In every veterinarian’s career, there will come cases that try us mentally, physically and emotionally. For us here at Aquatic Veterinary Services, we have been tested by a case that we battled for almost 6 months. What started as a simple lesion steamrolled into a serious bacteria problem for multiple large koi.
Princess, a 28″ kohaku koi, had been moved with 5 of her pondmates from Redding last fall down to Carmel. Early in their acclimation, one of the koi got sucked up into the filtration and was killed. The fish were moved temporarily to another pond for a few weeks before the problem could be fixed and the fish returned. One of Princess’s cohorts, Whitey, started to have a small red spot on her nose. In addition, Princess started to have a red mark next to her left pectoral fin. Physical exams showed a penetrating pectoral ulcer on Princess’s left pectoral muscle. Princess received an antibiotic injection and would receive a re-check in a few weeks.

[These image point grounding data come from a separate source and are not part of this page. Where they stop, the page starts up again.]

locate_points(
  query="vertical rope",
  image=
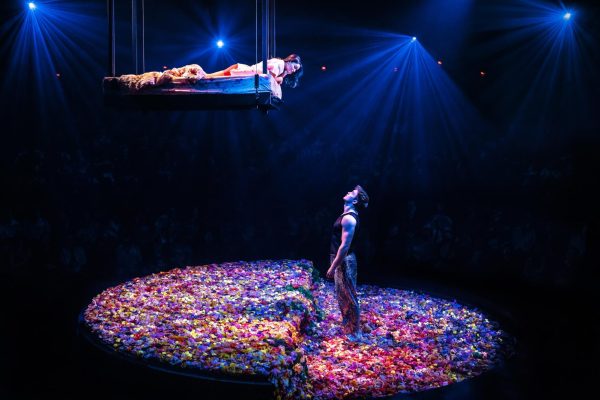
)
(256, 32)
(143, 39)
(110, 5)
(134, 34)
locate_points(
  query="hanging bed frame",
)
(258, 91)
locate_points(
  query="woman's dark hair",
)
(363, 197)
(293, 80)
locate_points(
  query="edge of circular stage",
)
(123, 368)
(220, 385)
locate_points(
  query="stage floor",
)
(555, 354)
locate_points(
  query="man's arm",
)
(348, 226)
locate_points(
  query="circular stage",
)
(277, 324)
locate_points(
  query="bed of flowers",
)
(274, 320)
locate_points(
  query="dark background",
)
(93, 196)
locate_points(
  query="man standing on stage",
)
(343, 260)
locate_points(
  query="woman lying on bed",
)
(286, 71)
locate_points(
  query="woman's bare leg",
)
(224, 72)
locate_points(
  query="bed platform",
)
(228, 93)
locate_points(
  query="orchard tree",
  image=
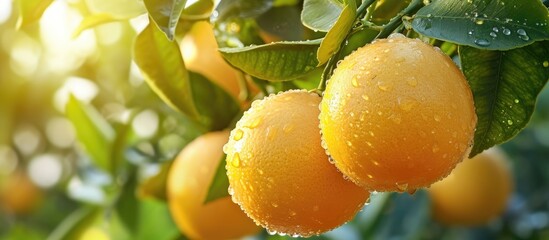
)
(285, 118)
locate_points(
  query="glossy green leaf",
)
(220, 184)
(93, 132)
(275, 61)
(76, 223)
(155, 186)
(505, 86)
(493, 25)
(165, 13)
(217, 107)
(161, 63)
(30, 11)
(337, 34)
(321, 15)
(405, 217)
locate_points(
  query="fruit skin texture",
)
(279, 173)
(475, 192)
(187, 186)
(397, 115)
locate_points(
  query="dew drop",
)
(238, 134)
(255, 123)
(482, 42)
(354, 81)
(236, 160)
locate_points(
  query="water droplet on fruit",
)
(354, 81)
(412, 81)
(238, 134)
(349, 143)
(236, 160)
(255, 123)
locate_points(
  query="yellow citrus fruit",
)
(475, 192)
(199, 50)
(279, 173)
(397, 115)
(19, 195)
(187, 186)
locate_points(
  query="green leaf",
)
(155, 186)
(505, 86)
(73, 226)
(30, 11)
(493, 25)
(405, 217)
(220, 184)
(275, 61)
(321, 15)
(92, 21)
(217, 107)
(333, 39)
(93, 132)
(119, 9)
(165, 13)
(161, 63)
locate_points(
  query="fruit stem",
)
(396, 21)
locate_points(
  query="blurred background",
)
(50, 188)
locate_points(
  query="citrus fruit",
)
(187, 186)
(18, 194)
(199, 50)
(397, 115)
(475, 192)
(279, 173)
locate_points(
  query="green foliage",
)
(162, 65)
(276, 61)
(321, 15)
(94, 132)
(494, 25)
(165, 13)
(505, 86)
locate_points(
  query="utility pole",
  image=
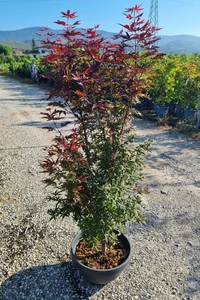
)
(153, 15)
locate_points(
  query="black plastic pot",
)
(100, 276)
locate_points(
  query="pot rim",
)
(75, 242)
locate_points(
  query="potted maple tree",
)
(96, 168)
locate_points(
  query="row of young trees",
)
(17, 64)
(177, 80)
(176, 77)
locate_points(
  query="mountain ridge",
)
(168, 43)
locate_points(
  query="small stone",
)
(163, 192)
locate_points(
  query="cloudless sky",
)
(175, 16)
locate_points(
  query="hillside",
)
(177, 44)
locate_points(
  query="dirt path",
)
(166, 259)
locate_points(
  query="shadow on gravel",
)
(59, 281)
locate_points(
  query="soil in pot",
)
(95, 259)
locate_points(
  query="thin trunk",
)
(103, 247)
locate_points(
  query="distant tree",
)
(5, 49)
(33, 45)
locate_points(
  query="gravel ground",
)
(34, 252)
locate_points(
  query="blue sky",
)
(175, 16)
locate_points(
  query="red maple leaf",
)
(60, 23)
(69, 15)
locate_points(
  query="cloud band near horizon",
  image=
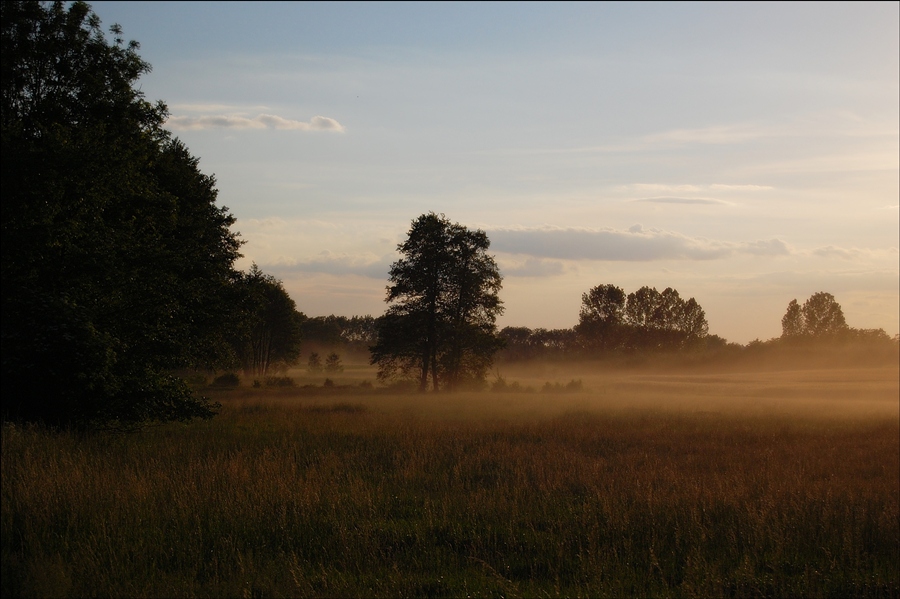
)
(635, 245)
(262, 121)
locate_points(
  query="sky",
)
(744, 154)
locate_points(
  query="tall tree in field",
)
(820, 317)
(444, 292)
(116, 258)
(601, 318)
(664, 320)
(270, 330)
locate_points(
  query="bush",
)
(228, 379)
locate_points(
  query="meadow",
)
(766, 483)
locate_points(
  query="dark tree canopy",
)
(600, 322)
(445, 298)
(116, 259)
(820, 317)
(643, 320)
(268, 335)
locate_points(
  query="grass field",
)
(753, 484)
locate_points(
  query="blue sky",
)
(744, 154)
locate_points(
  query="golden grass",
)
(690, 485)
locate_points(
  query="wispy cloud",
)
(669, 200)
(262, 121)
(718, 135)
(337, 264)
(533, 267)
(670, 188)
(635, 245)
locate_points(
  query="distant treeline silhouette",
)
(645, 322)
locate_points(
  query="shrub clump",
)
(229, 379)
(279, 381)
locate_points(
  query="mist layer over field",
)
(610, 482)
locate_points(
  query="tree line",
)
(118, 266)
(117, 262)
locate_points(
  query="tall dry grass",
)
(602, 493)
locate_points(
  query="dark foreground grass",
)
(283, 501)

A few weeks later, Princess’s wound had not improved and now Whitey also had signs of a nasty ulcer on her right pectoral muscle. A culture was taken from Whitey’s wound and the owner elected to treat with an aggressive 8-hour dose of potassium permanganate. Due to the high algae load in the pond, the first PP treatment required two smaller, follow up doses in order to keep the pond purple for the full treatment. Even with the treatment, the fishes’ wounds did not start to improve. In fact, two other fish in the pond were starting to show signs of a persistent infection. One had fractured a fin ray that caused a massive hole and the other’s eyes started bulging out.

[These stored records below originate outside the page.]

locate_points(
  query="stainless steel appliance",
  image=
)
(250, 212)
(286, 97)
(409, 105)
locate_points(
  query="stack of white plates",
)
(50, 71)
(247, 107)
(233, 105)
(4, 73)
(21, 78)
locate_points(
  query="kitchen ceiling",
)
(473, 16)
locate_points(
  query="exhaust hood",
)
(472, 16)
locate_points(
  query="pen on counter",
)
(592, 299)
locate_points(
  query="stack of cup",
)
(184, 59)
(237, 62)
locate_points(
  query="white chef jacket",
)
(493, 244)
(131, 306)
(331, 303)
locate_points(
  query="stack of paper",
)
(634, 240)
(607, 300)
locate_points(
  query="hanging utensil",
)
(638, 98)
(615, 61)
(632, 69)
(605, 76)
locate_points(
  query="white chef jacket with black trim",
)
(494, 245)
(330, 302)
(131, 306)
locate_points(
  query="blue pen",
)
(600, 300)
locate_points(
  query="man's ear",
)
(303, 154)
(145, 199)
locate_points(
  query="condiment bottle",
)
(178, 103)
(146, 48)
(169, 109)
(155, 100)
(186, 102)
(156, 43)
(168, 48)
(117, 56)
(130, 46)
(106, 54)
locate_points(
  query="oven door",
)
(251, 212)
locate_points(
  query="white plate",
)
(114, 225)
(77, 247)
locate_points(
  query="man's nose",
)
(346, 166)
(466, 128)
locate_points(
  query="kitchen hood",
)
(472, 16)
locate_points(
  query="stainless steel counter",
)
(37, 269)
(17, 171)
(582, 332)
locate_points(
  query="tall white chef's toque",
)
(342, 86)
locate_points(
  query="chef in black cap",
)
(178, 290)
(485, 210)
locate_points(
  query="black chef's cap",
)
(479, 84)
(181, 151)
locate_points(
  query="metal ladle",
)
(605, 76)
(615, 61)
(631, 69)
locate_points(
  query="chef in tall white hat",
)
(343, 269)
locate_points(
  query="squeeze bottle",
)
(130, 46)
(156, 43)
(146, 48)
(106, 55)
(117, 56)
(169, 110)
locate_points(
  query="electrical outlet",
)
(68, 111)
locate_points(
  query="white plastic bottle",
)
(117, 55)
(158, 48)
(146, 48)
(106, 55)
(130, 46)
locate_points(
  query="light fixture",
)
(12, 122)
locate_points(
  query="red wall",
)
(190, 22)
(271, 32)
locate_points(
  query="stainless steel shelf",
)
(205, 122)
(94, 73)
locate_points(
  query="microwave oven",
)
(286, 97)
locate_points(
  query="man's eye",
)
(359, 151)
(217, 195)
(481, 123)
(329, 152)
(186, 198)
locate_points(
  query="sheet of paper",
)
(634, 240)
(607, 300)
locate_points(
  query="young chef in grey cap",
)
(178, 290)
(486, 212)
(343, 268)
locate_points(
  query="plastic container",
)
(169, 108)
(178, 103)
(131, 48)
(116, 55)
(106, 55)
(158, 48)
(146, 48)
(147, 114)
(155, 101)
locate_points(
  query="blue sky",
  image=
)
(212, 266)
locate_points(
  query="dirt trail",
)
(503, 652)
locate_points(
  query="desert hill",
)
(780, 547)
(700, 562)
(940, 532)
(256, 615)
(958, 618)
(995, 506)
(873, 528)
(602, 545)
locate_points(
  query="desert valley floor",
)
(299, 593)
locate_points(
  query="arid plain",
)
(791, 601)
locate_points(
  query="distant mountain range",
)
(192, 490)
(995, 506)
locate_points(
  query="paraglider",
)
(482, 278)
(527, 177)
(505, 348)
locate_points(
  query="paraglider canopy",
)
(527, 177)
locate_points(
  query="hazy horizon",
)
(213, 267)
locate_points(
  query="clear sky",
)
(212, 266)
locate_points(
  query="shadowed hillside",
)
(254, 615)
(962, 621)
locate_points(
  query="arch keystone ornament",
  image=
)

Well, when the culture results arrived, we found out why the fish were not responding. Two drugs, out of the dozen processed, would be able to kill the Aeromonas spp. present. Two, out of a panel of twelve. One of the drugs would cause kidney failure if used at too high a dose. The other was only available as a powder for oral dosing. We were able to make up a medicated feed with the powder, but unfortunately, the fish decided that it was not to their liking. Some drugs are very noxious and fish will not eat them, even when we try to hide them with flavorings. So, that left us with one drug, but only one dose taking careful weight measurements so as not to incite kidney failure. All 5 fish in the pond received injectable medications.

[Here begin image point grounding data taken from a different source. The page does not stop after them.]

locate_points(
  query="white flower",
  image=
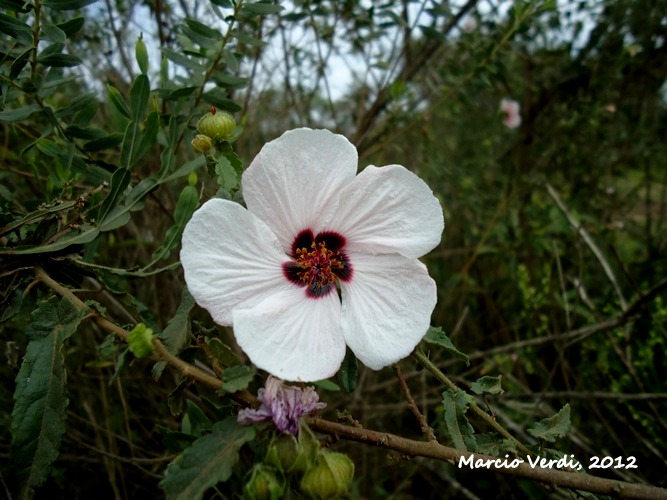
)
(321, 258)
(512, 111)
(283, 404)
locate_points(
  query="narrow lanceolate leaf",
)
(436, 336)
(207, 462)
(81, 236)
(347, 375)
(38, 418)
(119, 182)
(141, 53)
(177, 333)
(553, 427)
(236, 378)
(118, 101)
(66, 4)
(13, 27)
(14, 115)
(139, 97)
(260, 8)
(487, 385)
(59, 60)
(458, 427)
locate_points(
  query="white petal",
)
(291, 336)
(387, 307)
(294, 181)
(389, 210)
(230, 258)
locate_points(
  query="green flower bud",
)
(286, 454)
(140, 341)
(263, 484)
(141, 54)
(202, 144)
(218, 125)
(331, 477)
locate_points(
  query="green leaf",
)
(203, 30)
(436, 336)
(176, 335)
(38, 417)
(187, 203)
(139, 93)
(222, 353)
(226, 174)
(119, 181)
(16, 5)
(458, 427)
(14, 115)
(141, 53)
(139, 191)
(149, 135)
(85, 234)
(59, 60)
(347, 375)
(248, 40)
(186, 62)
(487, 385)
(13, 27)
(107, 142)
(72, 26)
(19, 63)
(236, 378)
(260, 8)
(66, 4)
(208, 461)
(118, 101)
(186, 168)
(140, 341)
(553, 427)
(217, 98)
(129, 150)
(230, 81)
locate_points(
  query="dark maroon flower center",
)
(319, 262)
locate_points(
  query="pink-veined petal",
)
(230, 258)
(386, 308)
(389, 210)
(294, 181)
(291, 336)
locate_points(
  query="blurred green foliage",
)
(99, 104)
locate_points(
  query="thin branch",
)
(161, 352)
(552, 477)
(576, 225)
(426, 429)
(422, 359)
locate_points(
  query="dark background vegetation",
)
(552, 268)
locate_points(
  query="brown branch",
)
(426, 429)
(430, 449)
(409, 72)
(552, 477)
(161, 352)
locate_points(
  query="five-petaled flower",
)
(283, 404)
(512, 111)
(320, 258)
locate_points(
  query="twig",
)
(422, 359)
(431, 449)
(161, 352)
(591, 244)
(426, 429)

Did it work? Not really. Many of these drugs require repeat doses in order to be truly effective. At this point, we were left with very, very few options. This is the part where I stay awake at night thinking, ‘what else can I do?’ Thankfully, when we were trying to come up with some sort of alternative plan, the powder antibiotic was finally available as an injectable! We bought as many vials as we could and we managed three rounds of injectable meds.
Keep in mind that all of these injections were done in the pond without sedation. We also had to give all of these fish physical exams every visit, without sedation. You try holding a 25 lbs slippery rocket made of pure muscle and see how long you get to stab it with a needle. I am so proud of myself that I was able to give these fish the care that they needed with the limited options we had available.
Long story short: every fish is now on the mend. Are they healed entirely? No, not yet, but all of the wounds are showing great signs of proper healing. Thanks to their very patient owner and our unwillingness to give up. These cases don’t come around very often, but when they do, we are so glad to report a happy ending for this pond.